Thanks to Hollywood, which with the movie “Eat, pray, love” has made millions of people discover the magical atmosphere of the Island of the Gods.
But if, imagining your arrival in Ubud, you expect to cross the threshold of a total peace paradise, you might be amazed or even incredulous.
When you finally reach the town, after having run across long roads lined with rice fields, the first impact with Ubud is something chaotic, disorderly, noisy.
Crossing the centre of the village means being catapulted into its deafening traffic, between sccoters and cars that clog the main street to the sound of a horn.
And what about yoga? Meditation? Silence?
Ubud takes time. The quiet here is to be searched for, lived in dedicated places, throwing then back into the chaos of the city.
So, to fully immerse yourself in Ubud’s most chaotic frenzy, first thing in the morning, immerse yourself in its market.
From the outside it looks like it is made up of a few stalls, but passing from one to another you will find yourself climbing stairs, turning corners that you had not seen, until you find yourself outdoors, in a maze of streets set up for sale.
Ubud’s market is almost a city within a city, immense, full of scents and colors, voices …and scooters (yes, also here!).
Get lost in the discovery of local handcraft and then, if the Balinese style has conquered you, move along the streets that come out of the city, where craftsmen exhibit their creations for the furnishing of villas and gardens.
Along the way you will be captured by small temples for sale (here each house has its own altar dedicated to worship), and then sculptures, wooden furniture, but also gold and silver jewelry, made using traditional techniques.
What about the food?
The streets of Bali smell of curry, but don’t expect the classic powdered spice. Here the tradition is different and very interesting to discover.
If you want to find out more about Balinese cuisine, their way of preparing endless types of curries, using spices, coconut (very abundant on the island), and simple natural remedies to reate yourself, you just have to take a cooking course at Casa Luna Cooking School.

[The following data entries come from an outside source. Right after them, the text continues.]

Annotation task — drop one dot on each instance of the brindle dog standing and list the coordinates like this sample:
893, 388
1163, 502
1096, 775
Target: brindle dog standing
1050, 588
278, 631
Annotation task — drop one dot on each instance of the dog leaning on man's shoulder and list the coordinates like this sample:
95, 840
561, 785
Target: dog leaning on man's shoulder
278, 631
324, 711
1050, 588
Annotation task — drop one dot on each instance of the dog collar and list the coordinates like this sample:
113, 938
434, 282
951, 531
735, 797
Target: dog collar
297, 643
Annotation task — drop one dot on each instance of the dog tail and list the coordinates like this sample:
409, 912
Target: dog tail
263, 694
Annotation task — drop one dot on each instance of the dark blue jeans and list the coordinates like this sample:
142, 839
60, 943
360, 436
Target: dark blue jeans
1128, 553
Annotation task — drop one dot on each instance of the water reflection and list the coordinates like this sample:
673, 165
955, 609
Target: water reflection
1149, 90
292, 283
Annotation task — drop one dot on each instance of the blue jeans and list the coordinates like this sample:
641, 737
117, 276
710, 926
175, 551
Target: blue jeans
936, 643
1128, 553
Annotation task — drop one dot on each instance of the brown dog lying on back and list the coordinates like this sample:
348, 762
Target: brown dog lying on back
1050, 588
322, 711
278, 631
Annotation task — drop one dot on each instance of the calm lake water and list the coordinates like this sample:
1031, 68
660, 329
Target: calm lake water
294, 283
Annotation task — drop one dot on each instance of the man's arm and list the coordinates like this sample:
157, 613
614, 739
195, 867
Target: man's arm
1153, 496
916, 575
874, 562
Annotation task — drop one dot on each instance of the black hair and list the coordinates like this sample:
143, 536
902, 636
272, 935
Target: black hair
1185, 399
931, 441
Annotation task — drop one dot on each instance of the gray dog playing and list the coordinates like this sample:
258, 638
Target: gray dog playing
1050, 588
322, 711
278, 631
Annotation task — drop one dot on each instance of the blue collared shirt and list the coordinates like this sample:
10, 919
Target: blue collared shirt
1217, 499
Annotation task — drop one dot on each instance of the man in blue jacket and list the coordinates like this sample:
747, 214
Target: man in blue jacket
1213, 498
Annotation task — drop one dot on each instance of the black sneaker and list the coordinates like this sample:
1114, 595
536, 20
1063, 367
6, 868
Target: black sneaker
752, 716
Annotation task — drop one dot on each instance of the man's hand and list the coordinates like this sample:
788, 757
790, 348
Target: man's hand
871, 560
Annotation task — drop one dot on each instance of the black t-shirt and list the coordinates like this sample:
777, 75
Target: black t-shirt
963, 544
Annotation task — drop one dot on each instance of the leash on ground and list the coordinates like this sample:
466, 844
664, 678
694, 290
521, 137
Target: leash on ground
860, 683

The creation of Casa Luna was by Janet De Neefe, Australian from Melbourne, married to a Balinese from the 80s and creator, among other things, of the Ubud Food Festival, a stage for local recognized and emerging chefs, local products and culinary experiences.
Her cooking classes are a very pleasant opportunity to learn local gastronomic tricks and traditions, meeting other cooking enthusiasts from literally all over the world.

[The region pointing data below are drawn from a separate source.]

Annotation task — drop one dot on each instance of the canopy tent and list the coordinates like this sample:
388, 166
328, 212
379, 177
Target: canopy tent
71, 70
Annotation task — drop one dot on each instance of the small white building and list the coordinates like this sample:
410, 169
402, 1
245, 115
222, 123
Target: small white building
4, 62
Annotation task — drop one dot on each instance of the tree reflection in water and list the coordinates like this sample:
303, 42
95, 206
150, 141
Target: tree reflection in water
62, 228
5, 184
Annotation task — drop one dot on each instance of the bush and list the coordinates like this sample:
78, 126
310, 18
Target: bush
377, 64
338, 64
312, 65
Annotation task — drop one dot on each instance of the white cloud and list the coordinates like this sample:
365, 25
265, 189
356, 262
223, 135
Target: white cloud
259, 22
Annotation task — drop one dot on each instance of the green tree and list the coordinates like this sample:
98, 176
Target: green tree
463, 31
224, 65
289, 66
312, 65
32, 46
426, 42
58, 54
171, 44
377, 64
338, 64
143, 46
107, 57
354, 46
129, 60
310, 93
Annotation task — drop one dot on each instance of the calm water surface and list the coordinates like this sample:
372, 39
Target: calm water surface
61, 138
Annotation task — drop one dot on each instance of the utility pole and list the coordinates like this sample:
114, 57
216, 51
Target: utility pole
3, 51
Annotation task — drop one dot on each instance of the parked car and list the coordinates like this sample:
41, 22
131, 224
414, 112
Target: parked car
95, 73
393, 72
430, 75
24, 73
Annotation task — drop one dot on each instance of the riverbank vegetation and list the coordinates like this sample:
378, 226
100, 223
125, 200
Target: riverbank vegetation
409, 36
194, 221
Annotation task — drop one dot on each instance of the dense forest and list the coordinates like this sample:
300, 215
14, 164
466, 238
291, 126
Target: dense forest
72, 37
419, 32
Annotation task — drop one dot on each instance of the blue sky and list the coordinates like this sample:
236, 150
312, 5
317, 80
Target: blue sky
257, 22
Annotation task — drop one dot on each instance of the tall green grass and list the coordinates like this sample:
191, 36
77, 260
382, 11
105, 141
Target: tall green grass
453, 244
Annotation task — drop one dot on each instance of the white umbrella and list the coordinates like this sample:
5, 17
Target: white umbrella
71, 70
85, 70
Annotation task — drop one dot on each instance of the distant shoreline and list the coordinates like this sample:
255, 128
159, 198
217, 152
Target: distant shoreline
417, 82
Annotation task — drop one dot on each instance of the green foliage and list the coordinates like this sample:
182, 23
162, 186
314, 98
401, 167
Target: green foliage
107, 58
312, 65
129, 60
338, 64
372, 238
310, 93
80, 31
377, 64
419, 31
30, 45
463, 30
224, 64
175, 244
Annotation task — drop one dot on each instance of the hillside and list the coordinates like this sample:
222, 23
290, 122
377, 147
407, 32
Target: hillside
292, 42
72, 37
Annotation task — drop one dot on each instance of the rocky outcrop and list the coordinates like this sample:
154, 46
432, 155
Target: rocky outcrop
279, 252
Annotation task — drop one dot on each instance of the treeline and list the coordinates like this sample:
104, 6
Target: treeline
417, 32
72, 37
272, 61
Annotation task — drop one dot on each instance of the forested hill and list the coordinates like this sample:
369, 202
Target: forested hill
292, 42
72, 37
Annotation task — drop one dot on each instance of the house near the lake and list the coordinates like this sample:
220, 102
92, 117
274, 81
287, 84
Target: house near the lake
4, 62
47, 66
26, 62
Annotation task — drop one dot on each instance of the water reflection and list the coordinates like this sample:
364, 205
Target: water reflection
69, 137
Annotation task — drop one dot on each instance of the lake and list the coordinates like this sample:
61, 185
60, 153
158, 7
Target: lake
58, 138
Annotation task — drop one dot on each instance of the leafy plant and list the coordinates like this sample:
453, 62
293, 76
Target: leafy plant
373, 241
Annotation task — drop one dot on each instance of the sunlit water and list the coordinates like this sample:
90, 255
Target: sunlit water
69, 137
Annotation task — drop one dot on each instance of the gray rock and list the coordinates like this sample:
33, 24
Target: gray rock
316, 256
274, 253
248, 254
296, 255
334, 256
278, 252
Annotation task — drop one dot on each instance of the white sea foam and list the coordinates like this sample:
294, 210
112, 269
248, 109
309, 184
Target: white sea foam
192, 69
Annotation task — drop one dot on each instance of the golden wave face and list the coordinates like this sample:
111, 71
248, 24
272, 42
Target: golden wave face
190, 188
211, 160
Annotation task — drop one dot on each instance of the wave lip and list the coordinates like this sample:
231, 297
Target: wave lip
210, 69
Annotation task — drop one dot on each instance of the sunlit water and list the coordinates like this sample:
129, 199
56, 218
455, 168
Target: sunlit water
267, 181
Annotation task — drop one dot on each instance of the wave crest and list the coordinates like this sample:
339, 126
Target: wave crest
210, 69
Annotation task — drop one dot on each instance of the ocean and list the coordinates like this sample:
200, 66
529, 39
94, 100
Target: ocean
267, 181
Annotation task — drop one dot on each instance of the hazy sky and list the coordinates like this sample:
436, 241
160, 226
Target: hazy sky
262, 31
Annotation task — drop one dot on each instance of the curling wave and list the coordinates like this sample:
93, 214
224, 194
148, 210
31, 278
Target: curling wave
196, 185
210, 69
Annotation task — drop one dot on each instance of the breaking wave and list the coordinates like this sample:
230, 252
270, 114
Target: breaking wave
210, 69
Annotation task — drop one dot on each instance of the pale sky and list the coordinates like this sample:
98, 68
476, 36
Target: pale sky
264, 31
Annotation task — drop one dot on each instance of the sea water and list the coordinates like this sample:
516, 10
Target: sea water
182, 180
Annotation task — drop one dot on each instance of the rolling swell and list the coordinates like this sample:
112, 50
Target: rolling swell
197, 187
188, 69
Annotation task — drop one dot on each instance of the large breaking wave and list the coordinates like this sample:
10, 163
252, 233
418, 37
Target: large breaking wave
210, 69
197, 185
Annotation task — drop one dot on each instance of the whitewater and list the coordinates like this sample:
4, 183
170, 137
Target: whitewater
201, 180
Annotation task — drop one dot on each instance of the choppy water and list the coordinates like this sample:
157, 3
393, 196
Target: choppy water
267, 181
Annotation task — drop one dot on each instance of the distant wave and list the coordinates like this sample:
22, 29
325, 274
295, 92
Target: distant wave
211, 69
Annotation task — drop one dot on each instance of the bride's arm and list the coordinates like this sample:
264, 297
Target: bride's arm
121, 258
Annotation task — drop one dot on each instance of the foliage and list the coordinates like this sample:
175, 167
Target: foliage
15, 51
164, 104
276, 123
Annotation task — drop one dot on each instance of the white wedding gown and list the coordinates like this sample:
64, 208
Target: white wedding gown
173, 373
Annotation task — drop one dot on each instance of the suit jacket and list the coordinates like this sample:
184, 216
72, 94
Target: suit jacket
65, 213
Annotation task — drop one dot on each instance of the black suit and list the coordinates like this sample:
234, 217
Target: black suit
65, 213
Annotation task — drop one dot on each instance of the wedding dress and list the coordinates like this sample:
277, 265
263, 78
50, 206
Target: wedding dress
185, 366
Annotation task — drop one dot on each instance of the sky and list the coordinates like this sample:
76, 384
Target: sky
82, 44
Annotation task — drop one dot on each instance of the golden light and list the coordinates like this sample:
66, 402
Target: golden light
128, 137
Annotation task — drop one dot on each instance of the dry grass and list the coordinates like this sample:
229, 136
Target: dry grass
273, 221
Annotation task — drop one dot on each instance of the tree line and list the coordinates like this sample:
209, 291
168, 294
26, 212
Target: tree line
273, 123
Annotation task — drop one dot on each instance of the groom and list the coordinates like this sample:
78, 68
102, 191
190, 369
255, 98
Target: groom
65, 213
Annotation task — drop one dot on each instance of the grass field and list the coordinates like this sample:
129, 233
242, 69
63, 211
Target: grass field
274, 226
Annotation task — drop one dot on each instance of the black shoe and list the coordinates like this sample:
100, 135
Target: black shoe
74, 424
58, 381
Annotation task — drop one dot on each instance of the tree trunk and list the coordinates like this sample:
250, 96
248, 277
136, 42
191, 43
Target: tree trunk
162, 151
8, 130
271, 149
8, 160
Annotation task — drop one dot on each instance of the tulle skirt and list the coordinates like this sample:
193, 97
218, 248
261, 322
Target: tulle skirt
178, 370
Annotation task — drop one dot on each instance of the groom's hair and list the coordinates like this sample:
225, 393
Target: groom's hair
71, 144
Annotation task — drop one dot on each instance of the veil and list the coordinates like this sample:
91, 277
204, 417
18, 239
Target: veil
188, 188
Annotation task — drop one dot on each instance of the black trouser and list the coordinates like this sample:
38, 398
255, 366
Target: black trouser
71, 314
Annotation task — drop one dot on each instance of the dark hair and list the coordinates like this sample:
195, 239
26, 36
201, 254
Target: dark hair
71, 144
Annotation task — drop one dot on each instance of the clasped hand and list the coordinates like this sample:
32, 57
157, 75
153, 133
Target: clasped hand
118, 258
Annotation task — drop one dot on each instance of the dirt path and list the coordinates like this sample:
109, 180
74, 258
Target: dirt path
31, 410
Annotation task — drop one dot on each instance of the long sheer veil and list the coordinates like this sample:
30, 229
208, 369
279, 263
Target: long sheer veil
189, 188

But most of the people come to Ubud to make a full immersion of yoga, knowing to find all kinds of schools and courses, with local and international teachers.
The reference point for yoga in Ubud is the Yoga Barn Centre. Here you can try any kind of practices, from meditation accompanied by the sound of Tibetan bells, to Qi Gong, to Hatha Yoga, just to name a few.

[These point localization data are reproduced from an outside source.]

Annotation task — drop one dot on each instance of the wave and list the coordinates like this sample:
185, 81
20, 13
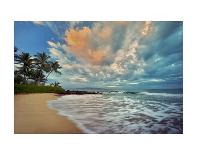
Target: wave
161, 94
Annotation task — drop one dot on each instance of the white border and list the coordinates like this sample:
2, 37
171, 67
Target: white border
96, 10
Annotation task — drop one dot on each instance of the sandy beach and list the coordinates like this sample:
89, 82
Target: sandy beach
32, 115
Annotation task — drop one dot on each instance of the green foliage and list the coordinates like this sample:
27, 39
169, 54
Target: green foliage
37, 69
31, 88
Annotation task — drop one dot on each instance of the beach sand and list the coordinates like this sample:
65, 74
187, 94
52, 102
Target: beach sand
32, 115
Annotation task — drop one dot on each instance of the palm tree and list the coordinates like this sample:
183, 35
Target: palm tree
25, 61
15, 53
56, 84
42, 65
54, 66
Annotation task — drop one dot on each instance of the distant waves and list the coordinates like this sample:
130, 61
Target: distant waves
122, 112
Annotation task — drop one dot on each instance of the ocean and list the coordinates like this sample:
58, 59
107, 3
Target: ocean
153, 111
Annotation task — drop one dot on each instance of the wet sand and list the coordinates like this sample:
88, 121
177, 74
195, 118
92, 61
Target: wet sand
32, 115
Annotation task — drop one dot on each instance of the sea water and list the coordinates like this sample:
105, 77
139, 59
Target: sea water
124, 112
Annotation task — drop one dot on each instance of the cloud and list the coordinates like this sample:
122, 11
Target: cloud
120, 54
39, 22
79, 42
147, 28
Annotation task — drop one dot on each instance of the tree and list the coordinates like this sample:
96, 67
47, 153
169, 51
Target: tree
26, 62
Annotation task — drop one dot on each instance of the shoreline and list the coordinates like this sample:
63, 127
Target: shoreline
33, 116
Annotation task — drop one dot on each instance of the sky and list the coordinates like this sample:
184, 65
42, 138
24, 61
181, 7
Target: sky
117, 55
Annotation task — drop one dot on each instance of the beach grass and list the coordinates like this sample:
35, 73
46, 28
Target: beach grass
31, 88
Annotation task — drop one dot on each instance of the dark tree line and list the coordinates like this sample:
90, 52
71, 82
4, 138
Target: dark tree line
34, 69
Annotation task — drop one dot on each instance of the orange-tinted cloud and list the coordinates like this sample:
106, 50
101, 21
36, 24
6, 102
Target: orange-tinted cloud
147, 28
79, 42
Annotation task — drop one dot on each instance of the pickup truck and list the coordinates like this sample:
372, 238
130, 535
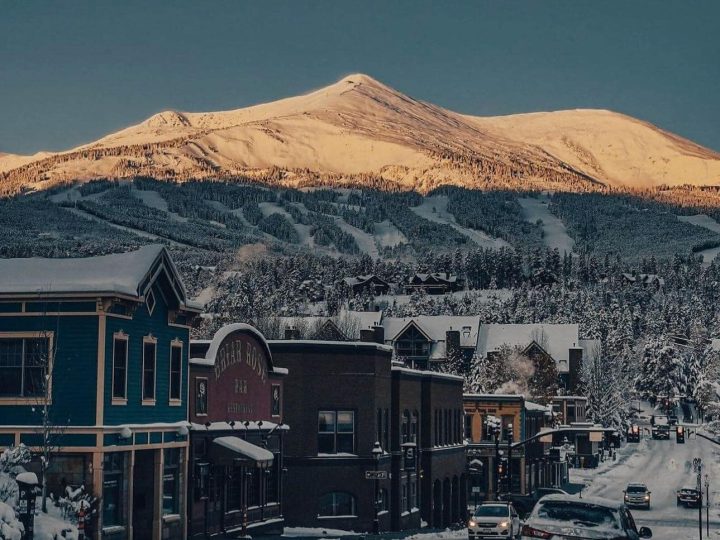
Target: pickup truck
525, 503
660, 427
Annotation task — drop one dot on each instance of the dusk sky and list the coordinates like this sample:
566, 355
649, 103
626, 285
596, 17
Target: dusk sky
71, 72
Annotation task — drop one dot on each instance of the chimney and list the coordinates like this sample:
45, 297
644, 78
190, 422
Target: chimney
379, 334
292, 333
452, 343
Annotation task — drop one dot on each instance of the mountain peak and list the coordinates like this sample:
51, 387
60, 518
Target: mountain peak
360, 130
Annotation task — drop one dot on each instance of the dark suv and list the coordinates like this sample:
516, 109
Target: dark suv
569, 517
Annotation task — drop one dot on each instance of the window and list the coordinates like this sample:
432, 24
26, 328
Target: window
337, 503
148, 382
413, 344
336, 432
201, 396
175, 370
171, 481
23, 364
275, 397
120, 351
112, 497
150, 301
234, 488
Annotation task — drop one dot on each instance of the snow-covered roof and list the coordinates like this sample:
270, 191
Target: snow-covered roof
532, 406
435, 327
347, 321
245, 448
555, 339
120, 273
427, 373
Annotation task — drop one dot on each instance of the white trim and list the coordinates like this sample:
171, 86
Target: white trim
32, 400
120, 400
176, 343
146, 400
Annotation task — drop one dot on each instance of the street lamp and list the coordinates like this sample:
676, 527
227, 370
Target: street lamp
377, 451
494, 426
509, 471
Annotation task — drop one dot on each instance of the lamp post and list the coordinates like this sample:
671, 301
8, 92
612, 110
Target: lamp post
493, 425
377, 451
509, 472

Between one lesson and another, regain your energy in the juice bar or in the restaurant, surrounded by the well-kept garden.
And before thinking about how to continue the evening, treat yourself to a massage in the Ayurvedic spa, you will come out light and free from all tensions.
It’s time to dive back into the center of Ubud, perhaps to reach the Royal Palace, where every evening there are performances of traditional dances.
The natural scenery is very suggestive and the chef shows great mastery, combining Indonesian and western cuisine.
Here nothing is left to chance, the presentation of the dishes is very accurate and the cellar is one of the best equipped in Bali, offering more than 360 labels.